It’s a Sunday morning and I imagine like many tennis parents, I’m sat by the side of a tennis court. It’s competition time though not coaching so as a parent I am more engaged in the process. When children are younger and have coaching (or squad practice) as a parent it feels as though we are effectively a combination of chauffeur or food provider. As my children have got older I now use that time as an opportunity to get in the gym or go running myself. Still on tournament days, I’ll watch closely, and I know that interactions that I have with my children prior to and after matches, can be important.
I remember reading a blog that described sets of four words that we should never say to our child:
• How did you do?
• How did it go?
• Did you win today?
• How was your … (backhand, volleys, kick serve)?
The blogger commented that even with good intentions, if a parent constantly asks their child these questions, they can feel as though they are being either constantly interrogated or judged on the day’s performance.
This certainly seemed an interesting concept but I did wonder if this was advice was more suited to parents of secondary aged youngsters rather than primary aged children.
Whilst I was at the tournament today I did try and think, what would be the most effective pieces of communication that I could give to my child.
One of my regular comments after a loss is, ‘tell me the positives?’ I am always so aware that moving a child back on positive track is so important when they have a series of match to play. I also believe that as the image says if you do focus on the positives, the negatives can soon disappear.
So I’ll also ask, ‘What went well?’ My child along with many others I would imagine, can always tell you everything they did badly. Sometimes I will watch and try and remember one great rally to try and remind my child. ‘Do you remember that amazing backhand slice you hit?’ What I am trying to do is to begin a positive conversation to try and get him feeling upbeat before the next match.
Tell me the positives?
What went well?
Do you remember that amazing backhand slice…
I loved the volley you hit to win that game…
I do realise that with all conversations the trick is timing. If I ask my child these things too soon after a match, he is not receptive at all and whatever I say will not help move him forwards.
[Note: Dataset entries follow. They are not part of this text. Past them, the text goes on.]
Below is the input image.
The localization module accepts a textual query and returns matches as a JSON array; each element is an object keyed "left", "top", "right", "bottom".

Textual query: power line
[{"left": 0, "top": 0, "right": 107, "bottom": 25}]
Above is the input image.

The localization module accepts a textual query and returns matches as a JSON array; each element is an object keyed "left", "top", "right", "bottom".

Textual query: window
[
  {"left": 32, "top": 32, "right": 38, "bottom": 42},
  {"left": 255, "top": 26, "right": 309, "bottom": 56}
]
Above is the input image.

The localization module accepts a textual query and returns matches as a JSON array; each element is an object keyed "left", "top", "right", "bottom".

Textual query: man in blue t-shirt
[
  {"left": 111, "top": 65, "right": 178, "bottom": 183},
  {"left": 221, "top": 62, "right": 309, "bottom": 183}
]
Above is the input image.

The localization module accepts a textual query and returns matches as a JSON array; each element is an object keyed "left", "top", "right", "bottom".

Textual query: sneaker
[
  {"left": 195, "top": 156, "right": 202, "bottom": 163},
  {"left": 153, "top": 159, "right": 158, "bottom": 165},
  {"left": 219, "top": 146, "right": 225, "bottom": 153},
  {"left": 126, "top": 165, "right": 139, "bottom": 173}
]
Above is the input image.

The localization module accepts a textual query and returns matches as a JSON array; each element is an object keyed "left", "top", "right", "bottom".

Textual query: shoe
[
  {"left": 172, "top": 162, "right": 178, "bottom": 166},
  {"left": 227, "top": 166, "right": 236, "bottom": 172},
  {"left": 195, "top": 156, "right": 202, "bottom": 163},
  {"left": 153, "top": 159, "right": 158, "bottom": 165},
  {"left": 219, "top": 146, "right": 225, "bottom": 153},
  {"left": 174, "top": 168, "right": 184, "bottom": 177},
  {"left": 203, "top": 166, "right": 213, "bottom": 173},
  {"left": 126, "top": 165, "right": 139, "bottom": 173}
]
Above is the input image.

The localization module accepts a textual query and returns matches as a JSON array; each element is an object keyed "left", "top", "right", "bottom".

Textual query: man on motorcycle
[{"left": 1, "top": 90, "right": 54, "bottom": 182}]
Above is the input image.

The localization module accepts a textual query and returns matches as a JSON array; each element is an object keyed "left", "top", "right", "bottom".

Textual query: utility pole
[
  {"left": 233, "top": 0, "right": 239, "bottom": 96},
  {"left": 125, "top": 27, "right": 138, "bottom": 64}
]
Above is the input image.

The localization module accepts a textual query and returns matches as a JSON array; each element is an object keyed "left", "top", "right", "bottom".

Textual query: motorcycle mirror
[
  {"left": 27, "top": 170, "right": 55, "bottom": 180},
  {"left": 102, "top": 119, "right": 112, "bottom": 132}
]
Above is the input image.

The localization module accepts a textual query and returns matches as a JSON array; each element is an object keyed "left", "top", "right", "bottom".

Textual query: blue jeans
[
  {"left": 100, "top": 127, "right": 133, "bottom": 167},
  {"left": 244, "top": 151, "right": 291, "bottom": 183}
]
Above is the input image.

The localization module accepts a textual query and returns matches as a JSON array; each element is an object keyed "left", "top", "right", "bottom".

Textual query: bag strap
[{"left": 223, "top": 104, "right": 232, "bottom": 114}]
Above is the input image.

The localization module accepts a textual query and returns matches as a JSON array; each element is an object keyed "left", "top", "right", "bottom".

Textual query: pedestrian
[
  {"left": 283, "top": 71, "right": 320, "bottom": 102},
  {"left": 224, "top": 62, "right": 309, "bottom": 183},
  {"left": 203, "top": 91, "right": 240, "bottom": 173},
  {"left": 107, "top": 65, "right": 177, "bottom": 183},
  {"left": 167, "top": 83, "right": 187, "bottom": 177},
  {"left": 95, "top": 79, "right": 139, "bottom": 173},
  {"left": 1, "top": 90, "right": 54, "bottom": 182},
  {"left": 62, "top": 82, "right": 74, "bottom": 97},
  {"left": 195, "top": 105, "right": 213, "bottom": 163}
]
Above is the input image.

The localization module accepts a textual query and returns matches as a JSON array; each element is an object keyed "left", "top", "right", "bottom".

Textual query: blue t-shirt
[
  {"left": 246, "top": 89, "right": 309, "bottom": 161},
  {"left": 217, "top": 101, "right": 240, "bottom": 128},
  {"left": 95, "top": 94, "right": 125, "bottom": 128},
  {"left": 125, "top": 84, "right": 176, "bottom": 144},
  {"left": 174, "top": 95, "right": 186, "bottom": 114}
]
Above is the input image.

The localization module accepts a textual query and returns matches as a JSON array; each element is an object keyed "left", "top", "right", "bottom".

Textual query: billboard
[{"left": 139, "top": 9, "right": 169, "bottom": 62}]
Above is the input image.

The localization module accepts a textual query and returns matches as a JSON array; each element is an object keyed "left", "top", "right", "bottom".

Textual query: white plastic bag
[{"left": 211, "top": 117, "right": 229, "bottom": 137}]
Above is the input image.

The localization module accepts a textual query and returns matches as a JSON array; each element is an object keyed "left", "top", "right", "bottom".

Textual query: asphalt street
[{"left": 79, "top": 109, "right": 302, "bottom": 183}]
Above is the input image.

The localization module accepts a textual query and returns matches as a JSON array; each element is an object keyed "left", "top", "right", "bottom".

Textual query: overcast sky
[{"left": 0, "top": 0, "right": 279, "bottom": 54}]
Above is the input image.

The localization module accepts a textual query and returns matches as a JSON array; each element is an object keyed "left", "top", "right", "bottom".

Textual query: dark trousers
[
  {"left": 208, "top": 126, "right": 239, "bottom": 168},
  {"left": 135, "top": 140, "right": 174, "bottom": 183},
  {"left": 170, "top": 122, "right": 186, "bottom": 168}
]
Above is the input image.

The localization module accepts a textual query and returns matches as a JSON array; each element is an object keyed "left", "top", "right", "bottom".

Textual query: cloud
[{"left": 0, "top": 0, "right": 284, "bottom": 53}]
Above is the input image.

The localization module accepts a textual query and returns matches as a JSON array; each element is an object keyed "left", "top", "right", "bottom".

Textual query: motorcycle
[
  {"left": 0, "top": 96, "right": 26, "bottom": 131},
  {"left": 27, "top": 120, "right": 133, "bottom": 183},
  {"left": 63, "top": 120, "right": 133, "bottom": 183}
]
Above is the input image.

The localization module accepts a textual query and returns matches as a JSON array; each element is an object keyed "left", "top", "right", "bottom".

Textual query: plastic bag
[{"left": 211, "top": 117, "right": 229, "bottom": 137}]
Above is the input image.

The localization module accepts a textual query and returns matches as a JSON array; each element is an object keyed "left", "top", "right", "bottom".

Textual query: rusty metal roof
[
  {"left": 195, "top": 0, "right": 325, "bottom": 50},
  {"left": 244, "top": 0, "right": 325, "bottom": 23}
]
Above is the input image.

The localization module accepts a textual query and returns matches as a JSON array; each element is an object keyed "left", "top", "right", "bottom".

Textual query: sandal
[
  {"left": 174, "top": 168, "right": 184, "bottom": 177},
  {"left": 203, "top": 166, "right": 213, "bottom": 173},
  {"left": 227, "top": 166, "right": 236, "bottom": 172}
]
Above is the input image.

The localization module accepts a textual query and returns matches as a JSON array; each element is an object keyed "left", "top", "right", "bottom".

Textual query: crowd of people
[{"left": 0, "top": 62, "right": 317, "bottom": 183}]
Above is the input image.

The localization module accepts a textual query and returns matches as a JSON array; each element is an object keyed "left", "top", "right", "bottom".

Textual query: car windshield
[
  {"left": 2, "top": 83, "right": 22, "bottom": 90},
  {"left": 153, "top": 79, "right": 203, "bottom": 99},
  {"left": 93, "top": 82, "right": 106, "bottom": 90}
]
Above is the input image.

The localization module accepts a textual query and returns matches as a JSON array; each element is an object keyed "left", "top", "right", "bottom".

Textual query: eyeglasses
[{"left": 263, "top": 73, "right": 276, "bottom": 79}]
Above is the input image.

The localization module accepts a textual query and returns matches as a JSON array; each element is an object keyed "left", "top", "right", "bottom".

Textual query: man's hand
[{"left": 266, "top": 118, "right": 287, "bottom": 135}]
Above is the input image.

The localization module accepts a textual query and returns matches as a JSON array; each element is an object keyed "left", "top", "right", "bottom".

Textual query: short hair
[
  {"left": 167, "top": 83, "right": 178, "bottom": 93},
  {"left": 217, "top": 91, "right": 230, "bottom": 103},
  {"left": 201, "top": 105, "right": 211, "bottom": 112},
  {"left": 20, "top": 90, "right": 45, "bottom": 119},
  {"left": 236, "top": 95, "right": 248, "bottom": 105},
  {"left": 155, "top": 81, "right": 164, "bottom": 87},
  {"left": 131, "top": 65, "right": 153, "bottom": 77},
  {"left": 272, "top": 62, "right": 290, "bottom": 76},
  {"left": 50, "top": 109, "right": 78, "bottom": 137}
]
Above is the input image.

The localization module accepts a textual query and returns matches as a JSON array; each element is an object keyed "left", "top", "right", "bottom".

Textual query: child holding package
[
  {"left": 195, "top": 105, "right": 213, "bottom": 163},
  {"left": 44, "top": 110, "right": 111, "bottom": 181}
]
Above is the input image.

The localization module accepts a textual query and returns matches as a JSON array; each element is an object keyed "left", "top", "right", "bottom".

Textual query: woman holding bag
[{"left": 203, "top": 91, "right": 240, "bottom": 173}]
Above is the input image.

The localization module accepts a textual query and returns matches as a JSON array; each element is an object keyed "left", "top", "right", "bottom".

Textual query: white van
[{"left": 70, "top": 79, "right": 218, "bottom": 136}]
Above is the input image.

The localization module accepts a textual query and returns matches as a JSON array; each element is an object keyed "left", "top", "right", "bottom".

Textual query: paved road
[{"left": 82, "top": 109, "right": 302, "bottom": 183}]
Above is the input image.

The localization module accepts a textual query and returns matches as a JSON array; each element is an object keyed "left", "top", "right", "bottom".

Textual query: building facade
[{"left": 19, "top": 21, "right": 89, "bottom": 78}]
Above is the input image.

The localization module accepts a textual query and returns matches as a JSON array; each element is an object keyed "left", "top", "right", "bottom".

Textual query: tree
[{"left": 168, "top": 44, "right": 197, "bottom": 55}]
However sometimes there is a limited gap in between matches and I need to get him up and ready as soon as possible. I often find that is one of the biggest challenges in being a tennis parent, trying to turn that mood around. I must admit its one I don’t always get right. I think one of the funniest moments was when after I’d done one of my little monologues, my son turned round and said with heavy irony, “Great motivational speech Dad”. He was right, it certainly wasn’t but he got back on court and won the next match, so perhaps something went right!